Fascinatingly, we kind of do the same thing when we hate our enemy. We make a decision. We draw a circle of all those things that we treasure in relationships – peace, harmony and hope and keep our enemy on the outside and decide they are unworthy of any of this from us. Indeed, to hate is as intentional decision as to love. Hatred and love are not the opposite ends of a line, but they are part of a circle that begins with love and comes around again to hate. And that which joins them together is intentionality and intimacy.
The first step in loving your enemy is to admit they are a real person. When you fall in love there is often a period of infatuation, when we idealize our vision of that person. Then we might date them, get to know them, marry them and we no longer have that perfect idea. And that is better because we end up of loving a real person. When we hate our enemy, we choose something not real. We objectify them and make our enemy not a “he” or a “she” but an “it.” Even our language betrays this when we say that person is a “monster” or someone is “nothing to me.” We have given ourselves permission to not treat them as we would other human beings. We no longer owe them our respect and their dignity. But there is a flaw in the plan. That is not how God sees them. Yes, even our enemies are loved and created by God who looks over them and cares for their welfare. And it is our duty and privilege to see them the same way even if it cracks our hostility.
The second key is context. Everyone has a story. For our loved ones those stories are precious to us; we honor them. We know their stories so well that we make excuse for the ones we love. “You gotta understand:” it is because of where they come from or what happened earlier. But we deny a narrative to our enemies. We invent a caricature of them that boils down to the way they hurt us. A moment frozen in time and in our mind. But we would never want to be remembered for only our worst action or our worst thought. Our enemies have a story, something that pushed them in a direction. We will likely discover their offense comes from a place of pain or loss. We know this, for when we hurt others it comes from our pain and our loss. If we allow our enemies to have a story, it will not justify their actions, but we can begin to understand them. Then something new happens – sympathy. I will prove it to you. If you are thinking of someone right now, would you rather be them? I thought not. And suddenly, our enemy, who was nothing but a red hot blur to us, takes on a face, a reality, a life.
Finally, we can take back our power when we love our enemy. We believe we were put on this planet to befriend and love; not to make enemies or hate. Yet, when we make the decision to hate our enemy, we choose to live the opposite of our purpose. We live beneath our promise. We give our enemy the power to make us less than we are. And it takes up energy and space in our minds and in our hearts for we do not casually hate and there are not casual enemies. They are deeply embedded in our marrow. But if we can find a way to compassion, mercy and hope for our enemies, if we can push to forgiveness one day, then we will be free from the burden of our hate; free to be who God created us to be.

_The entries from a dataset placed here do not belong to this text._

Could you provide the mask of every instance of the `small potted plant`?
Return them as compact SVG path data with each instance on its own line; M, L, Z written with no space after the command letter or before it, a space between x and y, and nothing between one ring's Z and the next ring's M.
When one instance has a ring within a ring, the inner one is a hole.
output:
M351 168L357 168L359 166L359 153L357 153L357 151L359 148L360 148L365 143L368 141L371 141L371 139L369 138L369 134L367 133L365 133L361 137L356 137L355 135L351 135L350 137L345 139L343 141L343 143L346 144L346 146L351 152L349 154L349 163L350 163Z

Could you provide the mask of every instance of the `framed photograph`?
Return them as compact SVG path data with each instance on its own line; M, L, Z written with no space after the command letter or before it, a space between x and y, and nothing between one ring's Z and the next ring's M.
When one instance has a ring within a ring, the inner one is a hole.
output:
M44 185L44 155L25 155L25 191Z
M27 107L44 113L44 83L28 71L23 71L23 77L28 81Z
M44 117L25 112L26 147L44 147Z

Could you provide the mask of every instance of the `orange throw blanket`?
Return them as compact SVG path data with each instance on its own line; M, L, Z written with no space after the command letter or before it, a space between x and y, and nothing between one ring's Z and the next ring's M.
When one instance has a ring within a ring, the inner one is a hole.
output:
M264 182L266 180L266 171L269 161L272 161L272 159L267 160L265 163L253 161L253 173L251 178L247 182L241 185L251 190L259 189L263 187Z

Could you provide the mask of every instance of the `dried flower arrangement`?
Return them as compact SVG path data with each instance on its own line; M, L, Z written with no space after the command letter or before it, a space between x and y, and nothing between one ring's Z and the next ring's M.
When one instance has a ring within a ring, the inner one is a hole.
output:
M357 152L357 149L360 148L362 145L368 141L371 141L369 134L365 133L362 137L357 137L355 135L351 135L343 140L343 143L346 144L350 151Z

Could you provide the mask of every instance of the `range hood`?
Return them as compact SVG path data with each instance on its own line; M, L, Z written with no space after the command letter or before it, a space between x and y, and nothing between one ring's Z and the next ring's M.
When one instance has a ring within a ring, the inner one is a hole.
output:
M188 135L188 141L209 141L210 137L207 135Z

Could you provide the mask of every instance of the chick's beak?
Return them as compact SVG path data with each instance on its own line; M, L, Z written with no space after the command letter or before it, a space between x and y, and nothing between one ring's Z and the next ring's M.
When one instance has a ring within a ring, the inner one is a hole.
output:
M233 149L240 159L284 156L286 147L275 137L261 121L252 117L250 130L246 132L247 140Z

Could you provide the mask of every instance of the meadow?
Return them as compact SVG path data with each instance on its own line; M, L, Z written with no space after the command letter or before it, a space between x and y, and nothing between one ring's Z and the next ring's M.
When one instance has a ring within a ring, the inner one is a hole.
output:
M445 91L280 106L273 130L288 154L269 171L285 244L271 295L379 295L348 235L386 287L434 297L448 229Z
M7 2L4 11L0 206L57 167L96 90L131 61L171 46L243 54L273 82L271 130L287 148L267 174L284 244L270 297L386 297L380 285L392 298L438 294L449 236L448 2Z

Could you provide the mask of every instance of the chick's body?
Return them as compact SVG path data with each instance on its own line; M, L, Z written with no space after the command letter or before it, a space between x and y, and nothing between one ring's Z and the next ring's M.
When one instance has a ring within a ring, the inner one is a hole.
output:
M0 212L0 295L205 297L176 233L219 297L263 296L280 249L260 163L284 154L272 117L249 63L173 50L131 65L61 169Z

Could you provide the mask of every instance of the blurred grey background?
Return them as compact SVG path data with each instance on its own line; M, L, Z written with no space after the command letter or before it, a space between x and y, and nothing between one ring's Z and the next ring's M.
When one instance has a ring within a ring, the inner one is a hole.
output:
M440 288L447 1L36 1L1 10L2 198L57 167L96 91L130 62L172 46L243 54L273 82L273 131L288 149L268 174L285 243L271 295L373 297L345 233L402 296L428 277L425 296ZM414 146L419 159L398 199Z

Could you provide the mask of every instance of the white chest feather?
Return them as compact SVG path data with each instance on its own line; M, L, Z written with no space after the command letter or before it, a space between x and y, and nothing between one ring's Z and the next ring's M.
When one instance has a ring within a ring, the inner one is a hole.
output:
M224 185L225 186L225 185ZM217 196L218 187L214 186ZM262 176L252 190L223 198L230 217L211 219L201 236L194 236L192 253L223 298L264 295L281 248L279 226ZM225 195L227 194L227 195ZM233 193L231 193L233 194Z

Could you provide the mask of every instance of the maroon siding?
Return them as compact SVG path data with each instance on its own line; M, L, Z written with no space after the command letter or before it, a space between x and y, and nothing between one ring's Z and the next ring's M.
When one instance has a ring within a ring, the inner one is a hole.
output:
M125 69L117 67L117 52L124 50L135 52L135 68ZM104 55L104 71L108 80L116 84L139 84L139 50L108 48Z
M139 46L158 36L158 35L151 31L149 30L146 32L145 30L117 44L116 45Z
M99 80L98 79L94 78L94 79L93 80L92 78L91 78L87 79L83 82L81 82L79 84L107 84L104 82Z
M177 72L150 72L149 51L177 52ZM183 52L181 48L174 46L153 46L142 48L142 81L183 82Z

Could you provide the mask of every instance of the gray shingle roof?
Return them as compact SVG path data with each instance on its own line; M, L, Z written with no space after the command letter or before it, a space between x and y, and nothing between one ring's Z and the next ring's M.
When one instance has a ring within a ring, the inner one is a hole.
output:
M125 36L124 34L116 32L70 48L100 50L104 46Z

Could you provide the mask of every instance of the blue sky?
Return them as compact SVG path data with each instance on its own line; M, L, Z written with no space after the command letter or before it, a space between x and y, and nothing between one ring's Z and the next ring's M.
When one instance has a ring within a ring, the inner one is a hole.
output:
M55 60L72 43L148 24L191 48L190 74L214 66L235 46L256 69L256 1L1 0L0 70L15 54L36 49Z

Jesus did not just say “Love your enemies,” he actually loved them. When they came to arrest him and a disciple saw in one of the soldiers, the embodiment of all who were coming to crush Jesus and he cut off his ear. But Jesus saw the person, not the symbol and healed him. Women kept showing up who were to represent the enemy – a sinful woman, a woman caught in adultery, a woman at the well who had been married five times, but Jesus knew their stories and loved them for it. And when he was dying on the cross, he proclaimed, “Father, forgive them, they know not what they do,” turning an instrument of hate into the universal sign of love. We can turn the world upside down as well if we follow Jesus’ most challenging commandment and love our enemies.